In Negrar, archaeologists found evidence of an ancient Roman villa just meters under the earth’s surface.
Sarah Rose Sharp
The newly discovered mosaic in situ (via Comune di Negrar di Valpolicella)
As the saying goes, still waters run deep, but a recent discovery made in Negrar, a small township in northern Italy, proved that tiles run still deeper. After decades of thwarted attempts, archaeologists successfully uncovered a beautifully tiled mosaic floor, pristine evidence of an ancient Roman villa that was discovered by scholars more than a century ago.
Gianni de Zuccato, an official in charge of archaeology in Verona, Italy, pictured with the newly discovered mosaics. (photograph courtesy Mareva De Frenza)
Images of the site are uncanny, with a deep, narrow trench exposing the ancient flooring under at least waist-high soil, adjacent to a vineyard on the outskirts of Negrar, which is north of Verona. According to CNN, the town will now work to restore the site and make the ancient ruin — thought to date to the third century A.D., according to the Guardian — viewable to the public, but the excavation is sure to be a lengthy and costly process.

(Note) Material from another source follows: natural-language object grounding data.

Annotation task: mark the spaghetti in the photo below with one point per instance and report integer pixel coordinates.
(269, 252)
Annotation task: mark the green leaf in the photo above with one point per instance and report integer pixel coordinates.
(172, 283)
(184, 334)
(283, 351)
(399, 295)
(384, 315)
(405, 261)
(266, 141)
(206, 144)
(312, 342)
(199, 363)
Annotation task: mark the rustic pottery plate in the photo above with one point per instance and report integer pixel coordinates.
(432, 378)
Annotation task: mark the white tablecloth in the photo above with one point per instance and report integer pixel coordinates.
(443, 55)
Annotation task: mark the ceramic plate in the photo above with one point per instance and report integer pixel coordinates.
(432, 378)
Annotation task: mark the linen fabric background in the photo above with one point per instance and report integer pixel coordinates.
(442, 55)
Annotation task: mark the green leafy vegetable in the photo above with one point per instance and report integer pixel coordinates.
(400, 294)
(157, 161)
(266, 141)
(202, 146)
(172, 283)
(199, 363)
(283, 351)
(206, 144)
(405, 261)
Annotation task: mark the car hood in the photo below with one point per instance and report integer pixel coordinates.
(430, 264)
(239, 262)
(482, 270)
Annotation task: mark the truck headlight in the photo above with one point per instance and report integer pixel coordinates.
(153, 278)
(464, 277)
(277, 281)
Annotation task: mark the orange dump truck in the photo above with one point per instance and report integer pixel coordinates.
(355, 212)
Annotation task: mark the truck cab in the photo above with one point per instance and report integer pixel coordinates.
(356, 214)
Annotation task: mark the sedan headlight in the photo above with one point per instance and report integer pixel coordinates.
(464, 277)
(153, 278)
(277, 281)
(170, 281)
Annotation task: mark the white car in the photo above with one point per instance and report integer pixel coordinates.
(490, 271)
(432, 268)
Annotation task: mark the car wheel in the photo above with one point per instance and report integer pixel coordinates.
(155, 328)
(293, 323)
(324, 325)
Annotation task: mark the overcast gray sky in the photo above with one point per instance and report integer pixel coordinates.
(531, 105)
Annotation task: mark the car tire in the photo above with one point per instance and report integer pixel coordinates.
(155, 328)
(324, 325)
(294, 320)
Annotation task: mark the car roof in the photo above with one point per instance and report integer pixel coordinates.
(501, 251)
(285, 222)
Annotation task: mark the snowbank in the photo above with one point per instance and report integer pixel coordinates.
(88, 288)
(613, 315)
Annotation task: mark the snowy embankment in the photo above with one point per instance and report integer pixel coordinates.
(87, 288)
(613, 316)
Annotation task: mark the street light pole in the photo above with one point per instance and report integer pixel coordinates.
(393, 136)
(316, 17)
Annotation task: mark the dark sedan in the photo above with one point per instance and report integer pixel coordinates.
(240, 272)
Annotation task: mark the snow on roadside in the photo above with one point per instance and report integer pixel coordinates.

“We believe a cultural site of this value deserves attention and should be enhanced,” Negrar di Valpolicella Mayor Roberto Grison told L’Arena, as translated by the Guardian. “For this reason, together with the superintendent and those in charge of agricultural funds, we will find a way to make this treasure enjoyable.”
All involved parties must be experiencing understandable pride in managing to uncover a connection to history that was hiding so far beneath the surface.